Nikolay Pokhilchenko wrote:
Hmm... Which way the ArgyllCMS determinate the printer black point for an RGB printer?
There's no such thing as an RGB printer, so in fact there is already a transform that someone has set up to convert from RGB to the actual printer colorant. So we assume that whoever set this up knows what they were doing, and RGB 0,0,0 must be the black point.
In my practice I can deal with different quality CMYK inks, so the "K" inks hue maybe quite high.
You mean it's not very neutral ?
I think it will be more robust to determine the black point only by gamut envelope (boundaries) and to pay respect to vision adaptation to the printer black.
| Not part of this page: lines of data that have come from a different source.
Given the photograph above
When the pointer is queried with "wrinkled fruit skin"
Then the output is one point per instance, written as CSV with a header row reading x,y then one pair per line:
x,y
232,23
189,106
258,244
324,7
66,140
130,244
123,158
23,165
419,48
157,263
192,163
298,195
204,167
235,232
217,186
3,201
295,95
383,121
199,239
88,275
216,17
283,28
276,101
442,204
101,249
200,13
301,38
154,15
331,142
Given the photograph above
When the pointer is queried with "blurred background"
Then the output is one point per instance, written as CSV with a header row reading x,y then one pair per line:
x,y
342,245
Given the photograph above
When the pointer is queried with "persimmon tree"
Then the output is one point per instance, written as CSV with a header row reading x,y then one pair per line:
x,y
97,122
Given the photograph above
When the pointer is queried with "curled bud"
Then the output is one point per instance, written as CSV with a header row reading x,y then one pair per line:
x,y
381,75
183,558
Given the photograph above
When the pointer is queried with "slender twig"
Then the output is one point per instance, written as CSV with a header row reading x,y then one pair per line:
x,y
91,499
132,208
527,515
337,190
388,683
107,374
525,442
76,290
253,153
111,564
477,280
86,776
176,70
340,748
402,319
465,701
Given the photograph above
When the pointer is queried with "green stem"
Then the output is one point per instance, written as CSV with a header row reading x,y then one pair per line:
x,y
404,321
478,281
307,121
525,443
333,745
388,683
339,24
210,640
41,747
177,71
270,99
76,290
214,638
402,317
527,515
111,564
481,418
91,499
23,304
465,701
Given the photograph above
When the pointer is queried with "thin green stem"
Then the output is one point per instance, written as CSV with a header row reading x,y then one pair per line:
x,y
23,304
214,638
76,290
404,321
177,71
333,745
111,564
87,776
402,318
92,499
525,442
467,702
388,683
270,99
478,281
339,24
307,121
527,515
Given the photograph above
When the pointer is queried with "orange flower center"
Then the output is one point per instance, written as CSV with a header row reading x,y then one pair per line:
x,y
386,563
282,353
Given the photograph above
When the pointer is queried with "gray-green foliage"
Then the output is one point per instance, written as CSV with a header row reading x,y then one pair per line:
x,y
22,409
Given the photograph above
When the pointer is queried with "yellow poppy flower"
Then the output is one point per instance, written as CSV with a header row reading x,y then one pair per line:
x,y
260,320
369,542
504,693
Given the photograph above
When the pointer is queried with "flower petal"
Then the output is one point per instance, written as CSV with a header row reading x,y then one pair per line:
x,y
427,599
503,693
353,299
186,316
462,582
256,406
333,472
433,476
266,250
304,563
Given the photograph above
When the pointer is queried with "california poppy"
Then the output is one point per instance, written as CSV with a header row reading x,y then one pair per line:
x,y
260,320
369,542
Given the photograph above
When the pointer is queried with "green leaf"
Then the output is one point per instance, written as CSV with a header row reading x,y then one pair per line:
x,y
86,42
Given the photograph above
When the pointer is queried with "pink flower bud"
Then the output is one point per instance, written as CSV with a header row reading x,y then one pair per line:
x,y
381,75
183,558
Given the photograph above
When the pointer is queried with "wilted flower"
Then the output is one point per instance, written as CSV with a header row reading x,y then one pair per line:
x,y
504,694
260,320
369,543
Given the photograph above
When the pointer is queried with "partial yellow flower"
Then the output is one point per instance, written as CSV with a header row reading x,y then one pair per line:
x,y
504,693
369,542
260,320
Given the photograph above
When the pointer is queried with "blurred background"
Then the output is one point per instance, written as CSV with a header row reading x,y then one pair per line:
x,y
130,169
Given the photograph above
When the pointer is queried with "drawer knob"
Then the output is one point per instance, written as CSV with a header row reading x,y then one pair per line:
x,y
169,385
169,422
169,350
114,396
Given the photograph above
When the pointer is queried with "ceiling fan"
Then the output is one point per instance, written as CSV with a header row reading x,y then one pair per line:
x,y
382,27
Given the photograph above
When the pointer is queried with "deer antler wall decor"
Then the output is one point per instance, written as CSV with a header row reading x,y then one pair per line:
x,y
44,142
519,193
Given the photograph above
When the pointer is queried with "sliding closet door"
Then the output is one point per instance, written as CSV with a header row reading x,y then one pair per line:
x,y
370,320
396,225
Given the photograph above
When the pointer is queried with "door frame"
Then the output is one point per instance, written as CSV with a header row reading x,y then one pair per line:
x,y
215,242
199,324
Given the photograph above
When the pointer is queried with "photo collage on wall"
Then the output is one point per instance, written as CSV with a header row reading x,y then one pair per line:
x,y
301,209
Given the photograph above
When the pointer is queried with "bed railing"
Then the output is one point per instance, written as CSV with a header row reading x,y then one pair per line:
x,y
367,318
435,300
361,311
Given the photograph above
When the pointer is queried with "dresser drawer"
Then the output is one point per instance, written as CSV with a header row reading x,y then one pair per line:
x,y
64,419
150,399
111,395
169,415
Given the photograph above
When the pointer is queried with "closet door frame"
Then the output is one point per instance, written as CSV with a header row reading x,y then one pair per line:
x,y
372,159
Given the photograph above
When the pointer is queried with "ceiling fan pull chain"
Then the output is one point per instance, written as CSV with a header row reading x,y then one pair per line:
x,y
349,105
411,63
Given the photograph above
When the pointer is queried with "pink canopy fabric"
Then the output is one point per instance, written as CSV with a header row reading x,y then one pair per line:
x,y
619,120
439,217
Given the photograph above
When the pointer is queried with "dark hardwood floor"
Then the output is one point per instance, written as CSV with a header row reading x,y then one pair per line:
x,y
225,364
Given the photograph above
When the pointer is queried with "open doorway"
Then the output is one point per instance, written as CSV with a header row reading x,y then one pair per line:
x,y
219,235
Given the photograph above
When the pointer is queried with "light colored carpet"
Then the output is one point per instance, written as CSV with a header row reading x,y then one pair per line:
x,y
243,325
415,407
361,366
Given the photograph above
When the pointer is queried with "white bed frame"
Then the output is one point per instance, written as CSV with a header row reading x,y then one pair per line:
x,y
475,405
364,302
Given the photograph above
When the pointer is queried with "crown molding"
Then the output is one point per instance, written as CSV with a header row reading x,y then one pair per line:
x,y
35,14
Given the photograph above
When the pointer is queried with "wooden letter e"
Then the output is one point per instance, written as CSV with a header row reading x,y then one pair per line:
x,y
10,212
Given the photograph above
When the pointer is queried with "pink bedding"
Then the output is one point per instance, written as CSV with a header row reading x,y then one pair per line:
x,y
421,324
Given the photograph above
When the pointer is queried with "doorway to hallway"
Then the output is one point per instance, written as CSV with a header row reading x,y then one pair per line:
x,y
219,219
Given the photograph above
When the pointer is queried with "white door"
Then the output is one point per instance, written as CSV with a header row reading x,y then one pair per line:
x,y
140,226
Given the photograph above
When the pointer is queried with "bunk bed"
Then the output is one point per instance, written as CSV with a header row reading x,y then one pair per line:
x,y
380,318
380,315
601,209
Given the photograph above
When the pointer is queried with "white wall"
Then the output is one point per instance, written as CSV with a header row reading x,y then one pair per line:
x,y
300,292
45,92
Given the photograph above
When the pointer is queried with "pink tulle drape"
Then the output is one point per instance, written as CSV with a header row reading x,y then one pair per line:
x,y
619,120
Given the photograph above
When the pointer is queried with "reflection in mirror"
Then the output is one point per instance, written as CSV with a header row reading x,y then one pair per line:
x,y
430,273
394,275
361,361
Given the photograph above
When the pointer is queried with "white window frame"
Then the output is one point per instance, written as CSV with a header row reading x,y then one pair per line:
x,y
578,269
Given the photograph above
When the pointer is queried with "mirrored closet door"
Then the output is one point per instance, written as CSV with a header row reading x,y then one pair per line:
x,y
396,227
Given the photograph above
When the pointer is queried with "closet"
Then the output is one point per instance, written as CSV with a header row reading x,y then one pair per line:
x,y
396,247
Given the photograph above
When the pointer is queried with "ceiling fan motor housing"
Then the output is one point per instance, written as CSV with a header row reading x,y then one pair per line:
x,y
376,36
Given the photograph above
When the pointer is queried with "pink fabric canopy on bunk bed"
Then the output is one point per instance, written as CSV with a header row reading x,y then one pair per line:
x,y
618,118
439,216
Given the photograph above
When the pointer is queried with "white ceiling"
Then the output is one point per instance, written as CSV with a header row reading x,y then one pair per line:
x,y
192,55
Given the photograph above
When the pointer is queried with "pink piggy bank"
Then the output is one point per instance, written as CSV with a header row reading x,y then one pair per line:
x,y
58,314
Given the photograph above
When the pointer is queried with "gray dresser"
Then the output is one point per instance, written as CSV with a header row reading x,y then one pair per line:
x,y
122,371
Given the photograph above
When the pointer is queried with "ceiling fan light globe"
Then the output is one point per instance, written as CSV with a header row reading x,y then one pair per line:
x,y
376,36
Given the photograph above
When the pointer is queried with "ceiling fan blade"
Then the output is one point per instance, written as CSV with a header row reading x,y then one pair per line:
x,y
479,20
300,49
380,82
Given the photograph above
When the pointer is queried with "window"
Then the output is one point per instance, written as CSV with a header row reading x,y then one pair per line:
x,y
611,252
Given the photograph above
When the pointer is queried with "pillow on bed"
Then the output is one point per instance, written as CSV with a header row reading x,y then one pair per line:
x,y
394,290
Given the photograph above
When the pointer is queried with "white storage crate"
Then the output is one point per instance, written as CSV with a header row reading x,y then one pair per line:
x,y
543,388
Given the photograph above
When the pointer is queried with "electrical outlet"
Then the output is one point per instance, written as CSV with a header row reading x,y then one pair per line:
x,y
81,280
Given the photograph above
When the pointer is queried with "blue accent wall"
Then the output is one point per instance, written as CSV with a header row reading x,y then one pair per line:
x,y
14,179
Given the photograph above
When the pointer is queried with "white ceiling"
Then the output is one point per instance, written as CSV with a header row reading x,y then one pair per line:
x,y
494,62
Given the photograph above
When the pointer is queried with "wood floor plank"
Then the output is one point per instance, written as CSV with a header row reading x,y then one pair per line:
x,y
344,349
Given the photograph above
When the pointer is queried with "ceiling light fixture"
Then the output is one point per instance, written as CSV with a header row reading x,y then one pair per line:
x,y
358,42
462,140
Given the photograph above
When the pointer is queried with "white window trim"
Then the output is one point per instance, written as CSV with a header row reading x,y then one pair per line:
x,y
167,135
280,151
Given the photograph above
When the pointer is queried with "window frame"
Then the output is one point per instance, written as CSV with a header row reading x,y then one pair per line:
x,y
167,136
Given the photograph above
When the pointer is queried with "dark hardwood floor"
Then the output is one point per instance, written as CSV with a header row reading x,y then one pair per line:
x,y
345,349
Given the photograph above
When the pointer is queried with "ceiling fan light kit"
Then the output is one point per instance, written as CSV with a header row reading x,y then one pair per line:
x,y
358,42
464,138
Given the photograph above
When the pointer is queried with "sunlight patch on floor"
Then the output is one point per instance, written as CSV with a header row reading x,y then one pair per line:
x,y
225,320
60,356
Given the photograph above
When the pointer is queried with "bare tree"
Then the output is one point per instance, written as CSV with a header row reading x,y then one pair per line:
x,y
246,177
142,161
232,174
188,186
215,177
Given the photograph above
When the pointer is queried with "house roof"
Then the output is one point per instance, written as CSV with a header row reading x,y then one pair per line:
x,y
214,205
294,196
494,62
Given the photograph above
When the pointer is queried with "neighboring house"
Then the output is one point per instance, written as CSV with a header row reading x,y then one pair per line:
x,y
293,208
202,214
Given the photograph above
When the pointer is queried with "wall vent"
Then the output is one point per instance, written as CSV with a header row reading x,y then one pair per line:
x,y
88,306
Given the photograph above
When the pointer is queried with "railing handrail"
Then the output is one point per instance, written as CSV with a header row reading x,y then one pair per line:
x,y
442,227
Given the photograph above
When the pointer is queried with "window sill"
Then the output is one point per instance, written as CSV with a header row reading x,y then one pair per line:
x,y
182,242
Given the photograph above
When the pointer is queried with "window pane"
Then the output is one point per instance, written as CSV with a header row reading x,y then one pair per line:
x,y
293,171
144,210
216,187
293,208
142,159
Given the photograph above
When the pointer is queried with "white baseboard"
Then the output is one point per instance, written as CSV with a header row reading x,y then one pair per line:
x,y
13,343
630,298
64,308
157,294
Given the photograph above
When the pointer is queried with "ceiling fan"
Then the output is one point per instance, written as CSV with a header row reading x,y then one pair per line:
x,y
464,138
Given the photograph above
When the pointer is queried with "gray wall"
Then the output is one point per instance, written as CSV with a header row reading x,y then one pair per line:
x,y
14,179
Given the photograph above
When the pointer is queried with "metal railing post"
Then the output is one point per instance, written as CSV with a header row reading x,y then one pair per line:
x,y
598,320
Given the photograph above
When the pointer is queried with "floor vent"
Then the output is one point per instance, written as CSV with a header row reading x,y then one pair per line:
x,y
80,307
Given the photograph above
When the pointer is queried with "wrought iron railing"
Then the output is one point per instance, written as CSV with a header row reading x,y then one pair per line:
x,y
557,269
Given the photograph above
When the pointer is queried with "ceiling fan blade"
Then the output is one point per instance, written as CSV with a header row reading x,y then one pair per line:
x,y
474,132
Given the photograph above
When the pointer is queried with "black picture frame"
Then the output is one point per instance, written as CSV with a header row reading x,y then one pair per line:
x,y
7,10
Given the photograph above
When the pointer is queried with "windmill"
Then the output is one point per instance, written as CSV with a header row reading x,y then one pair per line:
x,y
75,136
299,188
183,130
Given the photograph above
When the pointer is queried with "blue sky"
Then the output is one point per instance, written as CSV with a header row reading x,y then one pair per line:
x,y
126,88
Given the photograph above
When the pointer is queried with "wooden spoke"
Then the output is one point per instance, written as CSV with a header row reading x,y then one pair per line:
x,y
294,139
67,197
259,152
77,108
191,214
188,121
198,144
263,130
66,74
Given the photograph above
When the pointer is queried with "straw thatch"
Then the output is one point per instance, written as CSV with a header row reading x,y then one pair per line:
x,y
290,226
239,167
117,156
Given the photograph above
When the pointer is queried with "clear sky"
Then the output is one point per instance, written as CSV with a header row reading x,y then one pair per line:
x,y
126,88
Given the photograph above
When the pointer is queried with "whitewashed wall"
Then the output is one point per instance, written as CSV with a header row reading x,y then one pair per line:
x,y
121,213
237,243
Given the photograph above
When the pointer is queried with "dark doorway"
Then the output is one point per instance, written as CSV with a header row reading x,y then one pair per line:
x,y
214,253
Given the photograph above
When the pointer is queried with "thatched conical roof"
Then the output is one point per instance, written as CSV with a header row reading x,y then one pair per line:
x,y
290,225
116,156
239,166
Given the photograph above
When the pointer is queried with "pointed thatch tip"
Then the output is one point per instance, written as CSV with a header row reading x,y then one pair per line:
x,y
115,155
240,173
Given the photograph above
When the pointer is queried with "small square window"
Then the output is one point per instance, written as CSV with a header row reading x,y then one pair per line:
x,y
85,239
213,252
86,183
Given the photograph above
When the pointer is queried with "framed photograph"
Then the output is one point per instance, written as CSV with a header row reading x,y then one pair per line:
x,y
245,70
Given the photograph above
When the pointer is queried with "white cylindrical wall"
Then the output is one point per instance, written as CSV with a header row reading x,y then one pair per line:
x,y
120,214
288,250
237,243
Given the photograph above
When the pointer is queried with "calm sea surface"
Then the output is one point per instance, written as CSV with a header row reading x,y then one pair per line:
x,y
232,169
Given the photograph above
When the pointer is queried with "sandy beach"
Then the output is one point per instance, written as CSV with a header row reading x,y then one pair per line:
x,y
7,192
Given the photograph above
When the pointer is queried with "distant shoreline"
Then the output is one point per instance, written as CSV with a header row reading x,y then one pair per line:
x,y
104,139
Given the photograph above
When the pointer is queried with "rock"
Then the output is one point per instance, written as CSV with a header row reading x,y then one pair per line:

I don't know of any way of determining black reliably from the gamut boundary. The lowest L* could be very non-neutral. There is no such thing as black adaptation.
May be the optimal black point will be at the intersection of the straight line Jab 100,0,0 to 0,0,0 and gamut boundary atthe gamut bottom.
Certainly one of the alternative is to look for the darkest black that has the same hue as the paper. This should make the white to black axis look uniform.
Another variant is to determine the point at the straight line between Jab 0,0,0 and 100,0,0 with J=Jmin, where Jmin - the minimum achievable J value for given gamut with given TIL (without regard for hue). The optimal black point will be the closest for the point determined.
Hmm. That would make an interesting not-quite-neutral "bend" target. Graeme Gill.